Some companies let you opt out of allowing your content to be used for generative AI. Here’s how to take back (at least a little) control from ChatGPT, Google’s Gemini, and more.
Some companies let you opt out of allowing your content to be used for generative AI. Here’s how to take back (at least a little) control from ChatGPT, Google’s Gemini, and more.
Honestly the answer is to stop using those services. It comes will a cost but if you can manage it you won’t have to worry about where your data goes.
That’s about what I do. I get that most people don’t have the time and expertise to do it, but I self-host Nextcloud and Matrix chat. Most of my private data isn’t on other people’s platforms anyways. And I’d pay the small sum for a decent e-mail provider. And apart from that I don’t really mind. Whatever I post on social media is there for the public. I don’t mind if someone uses it to train AI. The bugreports and code I post on Github is licensed to be used freely.

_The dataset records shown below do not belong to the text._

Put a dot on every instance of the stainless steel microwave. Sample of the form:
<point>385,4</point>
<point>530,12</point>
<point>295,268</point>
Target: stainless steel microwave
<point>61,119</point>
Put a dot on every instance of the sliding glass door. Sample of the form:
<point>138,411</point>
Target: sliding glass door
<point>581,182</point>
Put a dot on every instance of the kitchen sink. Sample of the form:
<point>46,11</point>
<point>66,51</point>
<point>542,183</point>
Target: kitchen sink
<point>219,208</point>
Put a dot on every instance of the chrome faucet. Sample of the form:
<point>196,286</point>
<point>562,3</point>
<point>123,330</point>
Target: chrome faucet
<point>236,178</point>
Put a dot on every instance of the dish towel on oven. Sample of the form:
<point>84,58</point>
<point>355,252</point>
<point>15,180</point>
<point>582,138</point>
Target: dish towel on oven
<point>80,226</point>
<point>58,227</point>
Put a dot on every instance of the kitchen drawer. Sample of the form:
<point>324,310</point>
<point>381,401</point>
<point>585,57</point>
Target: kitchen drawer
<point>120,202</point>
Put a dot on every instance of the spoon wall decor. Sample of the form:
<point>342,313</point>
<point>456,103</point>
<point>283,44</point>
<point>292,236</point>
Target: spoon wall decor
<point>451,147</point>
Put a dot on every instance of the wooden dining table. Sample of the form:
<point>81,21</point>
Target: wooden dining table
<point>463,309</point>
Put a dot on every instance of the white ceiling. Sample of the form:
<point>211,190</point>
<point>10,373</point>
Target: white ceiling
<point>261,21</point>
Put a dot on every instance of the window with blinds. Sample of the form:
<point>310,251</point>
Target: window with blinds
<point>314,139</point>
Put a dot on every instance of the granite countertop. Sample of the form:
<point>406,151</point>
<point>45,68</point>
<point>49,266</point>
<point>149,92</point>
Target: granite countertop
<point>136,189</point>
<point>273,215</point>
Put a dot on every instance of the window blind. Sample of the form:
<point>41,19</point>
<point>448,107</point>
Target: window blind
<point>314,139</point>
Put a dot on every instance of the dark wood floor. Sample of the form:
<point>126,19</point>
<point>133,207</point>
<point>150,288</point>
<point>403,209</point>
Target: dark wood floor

I don’t care how it’s used, I think using it as training material is kinda alright, since AI (or humans) don’t reproduce more than a few lines. And I’ve also learned coding by reading copyrighted books. But that’s just my opinion. Everyone shoud have the right to decide on their own for their own content.
Cutting down on these services is a good idea anyways. Even if they don’t use it for training, they’ll use it to manipulate people into buying stuff (advertising) or re-sell parts of the data.